A few days later, a test came back positive for West Nile Virus encephalitis (an infection of the brain). The immunosuppressant medications required to undergo a transplant had unmasked and unleashed the dormant virus leading to unrecoverable brain injury. It was an extremely unlikely scenario. The family understood the gravity of the situation, recognizing no suppplement was going to solve this devastating outcome. They now trusted the medical team recommendations. When they were ready, the family and the medical team together agreed to change goals of care to making him comfortable, stopping all aggressive treatment, and allowing him to pass away naturally.

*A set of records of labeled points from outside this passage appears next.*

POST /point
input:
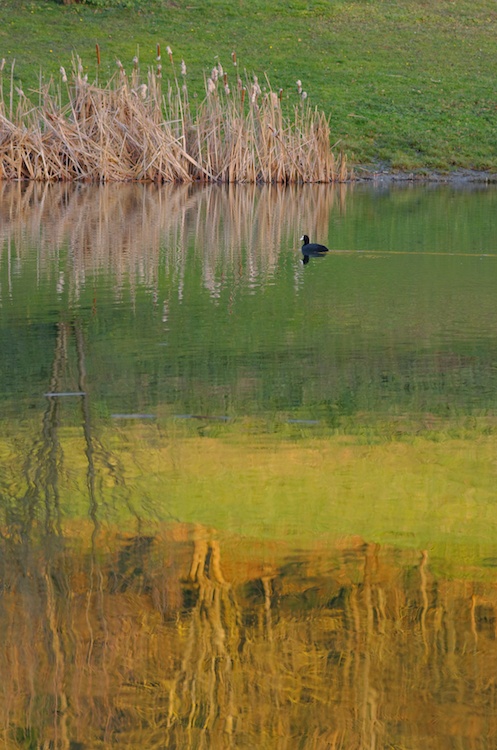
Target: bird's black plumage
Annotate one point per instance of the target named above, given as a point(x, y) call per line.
point(312, 249)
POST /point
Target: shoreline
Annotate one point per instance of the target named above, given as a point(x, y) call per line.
point(382, 174)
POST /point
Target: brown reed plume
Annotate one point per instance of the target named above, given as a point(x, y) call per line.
point(143, 129)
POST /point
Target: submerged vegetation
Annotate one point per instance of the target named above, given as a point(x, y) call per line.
point(131, 129)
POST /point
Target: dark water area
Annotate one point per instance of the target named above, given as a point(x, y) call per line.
point(247, 501)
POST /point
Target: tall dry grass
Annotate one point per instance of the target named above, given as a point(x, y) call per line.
point(136, 128)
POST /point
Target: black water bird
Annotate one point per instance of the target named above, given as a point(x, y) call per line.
point(312, 249)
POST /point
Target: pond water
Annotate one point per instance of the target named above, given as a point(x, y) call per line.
point(246, 501)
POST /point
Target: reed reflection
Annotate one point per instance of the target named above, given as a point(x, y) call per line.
point(177, 638)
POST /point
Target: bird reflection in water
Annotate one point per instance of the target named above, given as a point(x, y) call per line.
point(312, 250)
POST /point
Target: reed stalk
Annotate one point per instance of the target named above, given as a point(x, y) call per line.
point(130, 130)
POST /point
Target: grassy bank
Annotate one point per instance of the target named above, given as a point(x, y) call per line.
point(409, 84)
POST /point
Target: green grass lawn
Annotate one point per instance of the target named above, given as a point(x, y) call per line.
point(409, 84)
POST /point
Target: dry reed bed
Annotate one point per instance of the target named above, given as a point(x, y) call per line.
point(129, 130)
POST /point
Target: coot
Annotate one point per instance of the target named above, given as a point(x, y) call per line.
point(311, 249)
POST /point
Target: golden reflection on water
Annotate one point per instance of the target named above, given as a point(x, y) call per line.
point(181, 638)
point(118, 628)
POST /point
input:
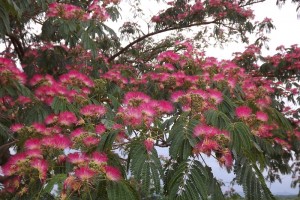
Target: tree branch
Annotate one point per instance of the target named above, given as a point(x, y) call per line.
point(17, 45)
point(123, 50)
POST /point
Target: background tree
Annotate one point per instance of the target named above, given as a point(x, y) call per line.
point(85, 116)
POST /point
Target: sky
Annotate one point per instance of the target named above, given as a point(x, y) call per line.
point(287, 33)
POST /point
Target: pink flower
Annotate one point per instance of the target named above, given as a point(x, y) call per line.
point(243, 111)
point(93, 110)
point(207, 145)
point(170, 56)
point(67, 118)
point(164, 106)
point(91, 141)
point(32, 143)
point(113, 173)
point(40, 128)
point(23, 100)
point(77, 158)
point(41, 166)
point(77, 133)
point(205, 130)
point(85, 173)
point(51, 119)
point(16, 127)
point(99, 158)
point(262, 116)
point(226, 158)
point(34, 153)
point(100, 128)
point(57, 142)
point(216, 95)
point(149, 144)
point(136, 98)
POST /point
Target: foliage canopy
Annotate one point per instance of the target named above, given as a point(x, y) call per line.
point(87, 116)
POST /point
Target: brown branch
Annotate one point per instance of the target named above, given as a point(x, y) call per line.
point(123, 50)
point(17, 45)
point(4, 151)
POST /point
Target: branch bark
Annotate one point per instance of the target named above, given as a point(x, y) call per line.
point(17, 45)
point(123, 50)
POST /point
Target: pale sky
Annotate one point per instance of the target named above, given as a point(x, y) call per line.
point(287, 33)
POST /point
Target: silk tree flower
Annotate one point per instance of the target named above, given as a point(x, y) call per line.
point(243, 111)
point(262, 116)
point(169, 56)
point(112, 173)
point(100, 129)
point(16, 127)
point(77, 158)
point(42, 167)
point(67, 118)
point(11, 184)
point(85, 173)
point(51, 119)
point(149, 144)
point(13, 165)
point(206, 146)
point(40, 128)
point(76, 78)
point(77, 133)
point(136, 98)
point(99, 158)
point(32, 143)
point(216, 95)
point(93, 110)
point(58, 141)
point(34, 153)
point(206, 131)
point(163, 106)
point(90, 141)
point(226, 158)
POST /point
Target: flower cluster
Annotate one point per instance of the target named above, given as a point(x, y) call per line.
point(140, 110)
point(69, 11)
point(9, 72)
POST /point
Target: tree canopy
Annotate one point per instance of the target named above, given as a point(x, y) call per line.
point(85, 110)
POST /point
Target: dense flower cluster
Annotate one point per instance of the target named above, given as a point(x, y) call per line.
point(84, 117)
point(69, 11)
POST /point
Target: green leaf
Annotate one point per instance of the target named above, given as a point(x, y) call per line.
point(250, 177)
point(217, 119)
point(55, 180)
point(121, 190)
point(191, 180)
point(241, 138)
point(280, 119)
point(145, 167)
point(181, 138)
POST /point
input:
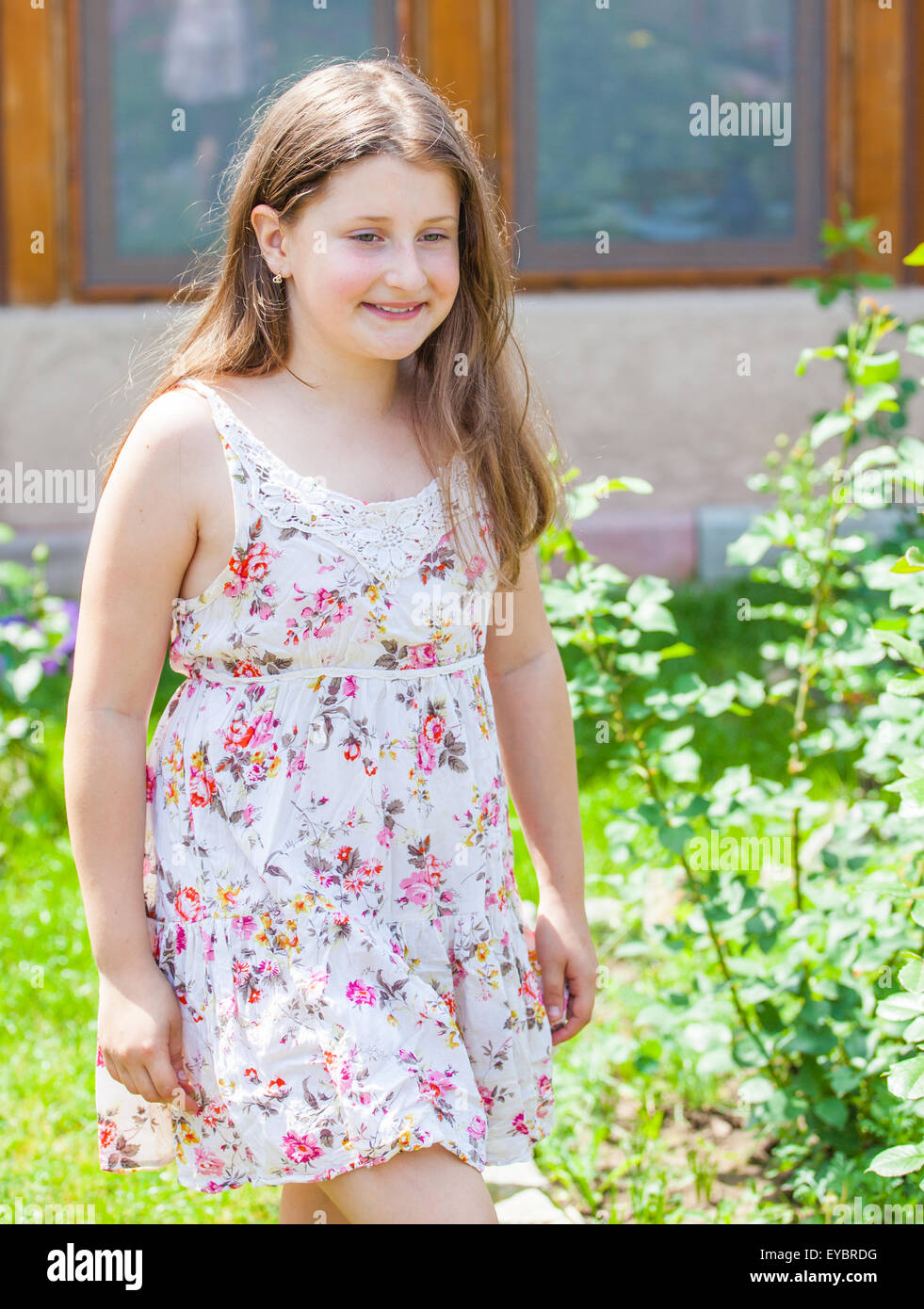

The most important thing to remember is that practicing medicine is at its core about the doctor-patient relationship– not about diagnostic algorithms nor evidence based clinical research analysis. Yeah- it’s true after jaded years of real world medical practice that a phrase like “remember the doctor-patient relationship above all else” sounds like a hokey idealistic axiom preached to you on day one of medical school. But actively listening to your patient’s concerns, and then double checking with yourself to make sure you actually hear those concerns, may be enough to earn your patient’s trust. Only then you can engage in a true dialogue about risks and benefits of any treatment, conventional or alternative. Developing this trust is realistically the primary skill of the modern physician and can be the single most important factor differentiating a well educated and trained medical professional from the random unsubstantiated information found on the world wide web.